厄介なのは、情シスの多くが自分でSQLを書かないことです。攻撃の入口は自社開発のシステムだけでなく、調達したパッケージ製品、委託先が作ったWebサイト、業務で使っているSaaSにも潜んでいます。「うちは開発部門じゃないから関係ない」とは言えないのが実情です。
この記事でわかること
- SQLインジェクションの仕組みと、なぜ今も攻撃が成立するのか
- IPAが示す「根本的解決」と「保険的対策」の違い
- 自分でコードを書かない情シスが、調達・委託先管理・運用でやるべきこと
- WAFで守れる範囲と、守れない範囲
SQLインジェクションとは何か
Webアプリケーションは、利用者が入力した値(ID、検索キーワードなど)を組み込んでSQL文を作り、データベースに問い合わせます。このとき、入力値を単純に文字列としてつなぎ合わせてSQL文を組み立てていると、入力値の中に「SQL文の一部として解釈される文字」を紛れ込ませることで、開発者が意図しない命令に書き換えられてしまいます。これがSQLインジェクション(SQL注入)です。
たとえばログイン画面で、利用者が入力したIDとパスワードをそのままSQL文に埋め込んでいる場合を考えてみます。

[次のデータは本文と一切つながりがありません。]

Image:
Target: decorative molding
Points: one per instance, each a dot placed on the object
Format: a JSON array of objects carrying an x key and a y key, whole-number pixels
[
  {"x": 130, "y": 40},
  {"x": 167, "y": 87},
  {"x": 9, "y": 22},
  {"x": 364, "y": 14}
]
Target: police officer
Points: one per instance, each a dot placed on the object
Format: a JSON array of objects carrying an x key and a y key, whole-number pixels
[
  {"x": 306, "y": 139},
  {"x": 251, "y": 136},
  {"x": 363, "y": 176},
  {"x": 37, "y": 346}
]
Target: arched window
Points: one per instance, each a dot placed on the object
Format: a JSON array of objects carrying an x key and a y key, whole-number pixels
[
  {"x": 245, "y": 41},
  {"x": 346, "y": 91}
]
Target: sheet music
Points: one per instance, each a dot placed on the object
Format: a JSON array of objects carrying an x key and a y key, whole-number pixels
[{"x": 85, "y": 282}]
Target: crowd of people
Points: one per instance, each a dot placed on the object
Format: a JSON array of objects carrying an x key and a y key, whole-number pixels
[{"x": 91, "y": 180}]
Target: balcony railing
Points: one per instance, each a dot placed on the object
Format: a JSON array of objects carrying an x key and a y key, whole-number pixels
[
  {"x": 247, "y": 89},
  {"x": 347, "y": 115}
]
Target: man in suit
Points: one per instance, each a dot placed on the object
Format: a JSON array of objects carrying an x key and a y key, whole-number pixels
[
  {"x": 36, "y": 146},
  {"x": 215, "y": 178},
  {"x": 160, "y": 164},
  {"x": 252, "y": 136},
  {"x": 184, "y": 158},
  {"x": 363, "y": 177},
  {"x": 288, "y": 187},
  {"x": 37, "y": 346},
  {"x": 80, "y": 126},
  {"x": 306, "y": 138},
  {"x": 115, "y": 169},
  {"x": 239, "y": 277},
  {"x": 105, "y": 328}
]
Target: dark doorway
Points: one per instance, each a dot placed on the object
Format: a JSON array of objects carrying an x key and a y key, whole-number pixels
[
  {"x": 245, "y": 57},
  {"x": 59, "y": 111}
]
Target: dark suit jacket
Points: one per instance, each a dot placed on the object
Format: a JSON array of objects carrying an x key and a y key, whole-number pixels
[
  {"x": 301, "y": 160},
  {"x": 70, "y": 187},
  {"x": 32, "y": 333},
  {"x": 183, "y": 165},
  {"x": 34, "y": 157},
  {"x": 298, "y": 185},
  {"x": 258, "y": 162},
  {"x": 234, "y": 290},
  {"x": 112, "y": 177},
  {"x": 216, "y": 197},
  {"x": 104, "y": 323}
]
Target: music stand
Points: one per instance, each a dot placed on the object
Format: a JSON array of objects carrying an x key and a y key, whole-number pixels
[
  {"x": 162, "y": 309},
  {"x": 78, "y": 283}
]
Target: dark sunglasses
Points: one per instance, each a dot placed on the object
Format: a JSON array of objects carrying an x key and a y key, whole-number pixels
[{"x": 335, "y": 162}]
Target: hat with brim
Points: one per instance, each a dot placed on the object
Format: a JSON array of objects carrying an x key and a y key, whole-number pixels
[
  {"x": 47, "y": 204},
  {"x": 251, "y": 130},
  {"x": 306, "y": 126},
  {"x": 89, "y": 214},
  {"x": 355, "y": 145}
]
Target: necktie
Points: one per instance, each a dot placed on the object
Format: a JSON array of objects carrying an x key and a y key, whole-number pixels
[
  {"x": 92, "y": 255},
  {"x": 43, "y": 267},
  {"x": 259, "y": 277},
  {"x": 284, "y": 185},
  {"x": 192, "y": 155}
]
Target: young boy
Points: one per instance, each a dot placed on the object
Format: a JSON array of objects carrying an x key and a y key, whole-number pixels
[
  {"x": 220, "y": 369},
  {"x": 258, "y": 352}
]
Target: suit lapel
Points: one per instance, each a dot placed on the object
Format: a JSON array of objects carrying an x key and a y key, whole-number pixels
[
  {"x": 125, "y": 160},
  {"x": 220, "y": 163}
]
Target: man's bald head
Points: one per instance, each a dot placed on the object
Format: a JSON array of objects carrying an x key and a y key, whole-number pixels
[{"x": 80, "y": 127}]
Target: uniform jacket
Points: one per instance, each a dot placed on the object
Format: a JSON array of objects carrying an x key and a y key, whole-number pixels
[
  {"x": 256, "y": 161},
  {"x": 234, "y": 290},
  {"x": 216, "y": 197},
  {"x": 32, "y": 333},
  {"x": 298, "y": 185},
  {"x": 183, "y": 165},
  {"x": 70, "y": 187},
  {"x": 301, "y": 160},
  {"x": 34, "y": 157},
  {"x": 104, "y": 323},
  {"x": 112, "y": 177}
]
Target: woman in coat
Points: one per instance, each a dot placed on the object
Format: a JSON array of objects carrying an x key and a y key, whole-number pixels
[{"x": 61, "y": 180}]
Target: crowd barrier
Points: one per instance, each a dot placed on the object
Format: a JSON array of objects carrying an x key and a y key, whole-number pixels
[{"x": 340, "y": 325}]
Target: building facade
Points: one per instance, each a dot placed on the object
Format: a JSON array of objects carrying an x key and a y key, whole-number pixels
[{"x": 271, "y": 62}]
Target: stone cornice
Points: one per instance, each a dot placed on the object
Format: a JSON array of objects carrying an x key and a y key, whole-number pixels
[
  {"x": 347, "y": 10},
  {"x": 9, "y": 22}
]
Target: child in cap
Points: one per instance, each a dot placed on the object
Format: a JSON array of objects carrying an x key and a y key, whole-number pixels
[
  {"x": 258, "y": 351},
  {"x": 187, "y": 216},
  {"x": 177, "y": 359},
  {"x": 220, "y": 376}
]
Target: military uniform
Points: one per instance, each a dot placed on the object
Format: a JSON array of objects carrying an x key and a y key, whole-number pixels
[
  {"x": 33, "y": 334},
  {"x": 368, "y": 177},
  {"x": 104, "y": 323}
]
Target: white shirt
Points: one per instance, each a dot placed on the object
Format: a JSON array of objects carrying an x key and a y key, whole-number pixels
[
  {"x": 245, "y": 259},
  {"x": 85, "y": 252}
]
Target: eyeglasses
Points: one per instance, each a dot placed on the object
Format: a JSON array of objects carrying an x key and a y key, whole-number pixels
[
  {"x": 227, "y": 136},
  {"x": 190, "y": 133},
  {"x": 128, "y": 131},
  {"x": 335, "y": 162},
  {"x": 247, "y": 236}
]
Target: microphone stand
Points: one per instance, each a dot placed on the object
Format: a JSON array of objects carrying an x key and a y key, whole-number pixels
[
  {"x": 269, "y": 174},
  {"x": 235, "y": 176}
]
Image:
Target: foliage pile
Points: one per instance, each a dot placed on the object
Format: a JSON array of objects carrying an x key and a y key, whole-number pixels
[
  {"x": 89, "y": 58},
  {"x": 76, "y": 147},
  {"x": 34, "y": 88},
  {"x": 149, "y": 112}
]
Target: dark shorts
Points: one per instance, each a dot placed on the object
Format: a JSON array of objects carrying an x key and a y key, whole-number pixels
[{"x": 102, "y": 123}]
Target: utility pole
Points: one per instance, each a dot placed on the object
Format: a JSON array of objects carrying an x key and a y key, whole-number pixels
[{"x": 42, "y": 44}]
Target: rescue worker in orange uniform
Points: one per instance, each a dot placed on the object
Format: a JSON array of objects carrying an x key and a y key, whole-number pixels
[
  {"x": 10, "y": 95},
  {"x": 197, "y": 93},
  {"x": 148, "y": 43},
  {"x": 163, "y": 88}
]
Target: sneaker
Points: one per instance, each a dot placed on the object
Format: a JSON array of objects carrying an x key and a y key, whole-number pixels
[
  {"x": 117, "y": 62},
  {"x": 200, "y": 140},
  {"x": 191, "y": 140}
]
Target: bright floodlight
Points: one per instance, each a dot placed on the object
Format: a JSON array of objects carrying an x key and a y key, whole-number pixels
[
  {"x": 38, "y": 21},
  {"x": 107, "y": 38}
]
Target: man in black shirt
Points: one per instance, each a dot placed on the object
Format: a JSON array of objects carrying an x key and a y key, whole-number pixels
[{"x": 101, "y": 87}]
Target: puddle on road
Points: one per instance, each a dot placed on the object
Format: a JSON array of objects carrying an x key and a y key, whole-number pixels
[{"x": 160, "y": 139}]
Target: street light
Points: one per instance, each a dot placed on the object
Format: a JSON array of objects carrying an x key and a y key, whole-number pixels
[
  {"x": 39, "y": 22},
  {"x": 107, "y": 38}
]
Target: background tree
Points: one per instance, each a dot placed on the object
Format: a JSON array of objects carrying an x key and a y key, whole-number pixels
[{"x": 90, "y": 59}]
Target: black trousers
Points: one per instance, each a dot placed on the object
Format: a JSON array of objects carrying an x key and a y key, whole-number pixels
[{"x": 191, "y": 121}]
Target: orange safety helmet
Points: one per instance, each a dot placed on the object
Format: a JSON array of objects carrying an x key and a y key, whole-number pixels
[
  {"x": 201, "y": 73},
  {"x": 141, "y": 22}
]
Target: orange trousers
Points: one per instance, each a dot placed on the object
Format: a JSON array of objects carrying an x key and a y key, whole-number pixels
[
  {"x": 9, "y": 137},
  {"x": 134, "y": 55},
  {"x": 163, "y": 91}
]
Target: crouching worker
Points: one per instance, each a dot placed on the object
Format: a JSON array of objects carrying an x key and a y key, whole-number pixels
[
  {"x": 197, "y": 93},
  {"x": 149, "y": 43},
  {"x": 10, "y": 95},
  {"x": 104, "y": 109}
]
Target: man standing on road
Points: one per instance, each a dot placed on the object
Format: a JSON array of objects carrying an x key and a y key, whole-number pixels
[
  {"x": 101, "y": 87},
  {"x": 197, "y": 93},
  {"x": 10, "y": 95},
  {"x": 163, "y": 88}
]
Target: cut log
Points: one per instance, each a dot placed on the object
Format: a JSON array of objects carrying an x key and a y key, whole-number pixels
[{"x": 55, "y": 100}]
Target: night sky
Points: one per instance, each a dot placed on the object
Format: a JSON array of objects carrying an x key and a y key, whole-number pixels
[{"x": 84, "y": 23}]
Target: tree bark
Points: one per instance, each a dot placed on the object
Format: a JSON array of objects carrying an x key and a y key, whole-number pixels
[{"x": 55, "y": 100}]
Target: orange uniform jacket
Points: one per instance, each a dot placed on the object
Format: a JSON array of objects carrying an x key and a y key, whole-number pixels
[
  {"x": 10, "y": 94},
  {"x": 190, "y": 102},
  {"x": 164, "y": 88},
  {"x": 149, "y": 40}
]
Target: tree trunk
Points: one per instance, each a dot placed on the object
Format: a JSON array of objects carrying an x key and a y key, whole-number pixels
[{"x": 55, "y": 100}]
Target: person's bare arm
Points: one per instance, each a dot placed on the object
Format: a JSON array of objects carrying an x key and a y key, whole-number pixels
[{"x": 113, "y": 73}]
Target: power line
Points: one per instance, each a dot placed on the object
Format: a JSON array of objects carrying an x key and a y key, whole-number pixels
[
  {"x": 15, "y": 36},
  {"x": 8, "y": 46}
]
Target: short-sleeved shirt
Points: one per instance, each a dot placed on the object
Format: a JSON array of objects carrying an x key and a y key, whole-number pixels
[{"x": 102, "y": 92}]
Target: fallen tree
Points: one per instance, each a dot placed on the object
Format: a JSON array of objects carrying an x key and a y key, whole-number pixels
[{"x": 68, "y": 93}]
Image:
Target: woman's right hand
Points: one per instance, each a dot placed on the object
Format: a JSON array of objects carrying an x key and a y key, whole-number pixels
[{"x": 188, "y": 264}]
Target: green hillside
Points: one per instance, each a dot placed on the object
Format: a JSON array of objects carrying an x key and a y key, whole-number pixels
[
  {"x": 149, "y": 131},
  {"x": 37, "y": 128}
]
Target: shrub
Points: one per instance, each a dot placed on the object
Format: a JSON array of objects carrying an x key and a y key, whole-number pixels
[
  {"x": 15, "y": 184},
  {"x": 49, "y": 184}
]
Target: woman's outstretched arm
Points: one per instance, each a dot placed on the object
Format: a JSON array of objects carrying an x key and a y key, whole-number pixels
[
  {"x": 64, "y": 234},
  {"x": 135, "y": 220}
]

攻撃者がパスワード欄に「常に真になる条件」を意味する文字列を入れると、認証条件そのものが無効化され、パスワードを知らないままログインできてしまうことがあります。攻撃者はプログラムを壊しているのではなく、アプリケーションが用意した入力欄を、設計どおりに使いながら別の意味を持たせているのがポイントです。
どんな被害が起きるのか
IPA「安全なウェブサイトの作り方」は、SQLインジェクションによって発生しうる脅威として次の4つを挙げています。
| 脅威 | 現実に起きること |
|---|---|
| 非公開情報の閲覧 | 顧客情報・個人情報がデータベースごと引き抜かれる |
| 情報の改ざん・消去 | データの書き換え、テーブルの削除 |
| 認証回避による不正ログイン | 他人になりすまし、その権限で操作される |
| ストアドプロシージャ等を悪用したOSコマンド実行 | データベースを踏み台にサーバ自体を掌握される |
最後の1行が特に重要です。SQLインジェクションは「データが漏れる」だけの話に見えがちですが、条件が揃えばサーバ上でのコマンド実行にまで発展し、そこから権限昇格や内部ネットワークへの侵入へとつながります。入口がWebフォーム1つでも、着地点は社内システム全体になりうるということです。
なぜ今も無くならないのか
対策方法が確立して久しいにもかかわらず、SQLインジェクションは統計上もはっきり残り続けています。IPAが公表したJVN iPedia 2026年第1四半期(1月〜3月)の登録状況では、登録された脆弱性11,605件のうち、CWE-89(SQLインジェクション)は393件で第4位でした。上位はCWE-79(クロスサイトスクリプティング)1,163件、CWE-74(インジェクション)406件、CWE-22(パス・トラバーサル)402件と続きます。四半期あたり数百件が新たに登録されている、というのが現在地です。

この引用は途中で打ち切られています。